Dave's Original Solution

Here's what Dave's original solution looks like:

var oldTmpl = jQuery.fn.tmpl;
 
// Note: the parameters don't need to be named the same as in the
//  original. This could just as well be function(a, b, c).
jQuery.fn.tmpl = function() {
  if (typeof onBeforeTmpl === 'function')
    onBeforeTmpl.apply(this, arguments);
 
  // Make a call to the old tmpl() function, maintaining the value 
  //  of "this" and its expected function arguments.
  var tmplResult = oldTmpl.apply(this, arguments);
 
  if (typeof onAfterTmpl === 'function')
    onAfterTmpl.apply(this, arguments);
 
  // Returning the result of tmpl() back so that it's actually 
  //  useful, but also to preserve jQuery's chaining.
  return tmplResult;
};

Improved Solution

Using the two previously mentioned techniques combined, here's how I'd change that code:

(function ($){
  var oldTmpl = $.fn.tmpl;

  // Note: the parameters don't need to be named the same as in the
  //  original.
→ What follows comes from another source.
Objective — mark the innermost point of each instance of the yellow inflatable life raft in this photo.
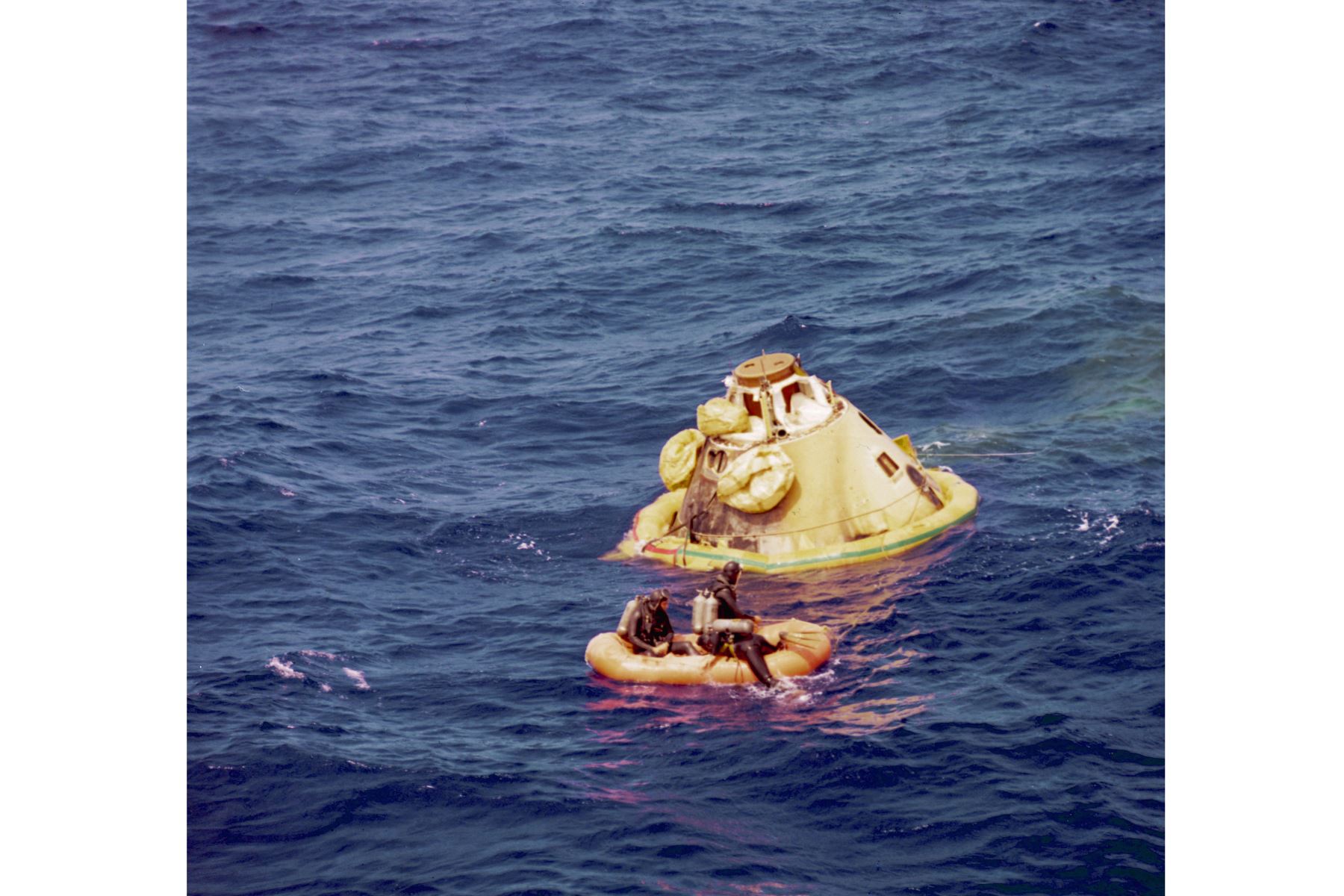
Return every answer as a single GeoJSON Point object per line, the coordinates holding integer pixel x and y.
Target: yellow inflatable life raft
{"type": "Point", "coordinates": [803, 648]}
This could just as well be function(a, b, c).
  $.fn.tmpl = function(){
    // trigger the before callback
    // to attach a callback, we just bind() this custom event to our jQuery object
    this.trigger("onBeforeTmpl", arguments);

    // Make a call to the old tmpl() function, maintaining the value 
    //  of "this" and its expected function arguments.
    var tmplResult = oldTmpl.apply(this, arguments);

    // trigger the after callback
    // to attach a callback, we just bind() this custom event to our jQuery object
    this.trigger("onAfterTmpl", arguments);

    // Returning the result of tmpl() back so that it's actually 
    //  useful, but also to preserve jQuery's chaining.
    return tmplResult;
  };
})(jQuery || {});

This gives use a few benefits over Dave's original solution:

  1. We're not polluting the global namespace
  2. We can now attach custom callbacks to each jQuery object separately

To use our code, we can do:

$("#id")
  .bind("onBeforeTmpl", function (){
    alert("before!");
  })
  .bind("onAfterTmpl", function (){
    alert("after!");
  })
  .tmpl(data, options, parentItem);
NOTE:
If your prefer to run the same callbacks for all $.tmpl() calls, you could attach the custom events globally.

Any comments on how to make this solution even better?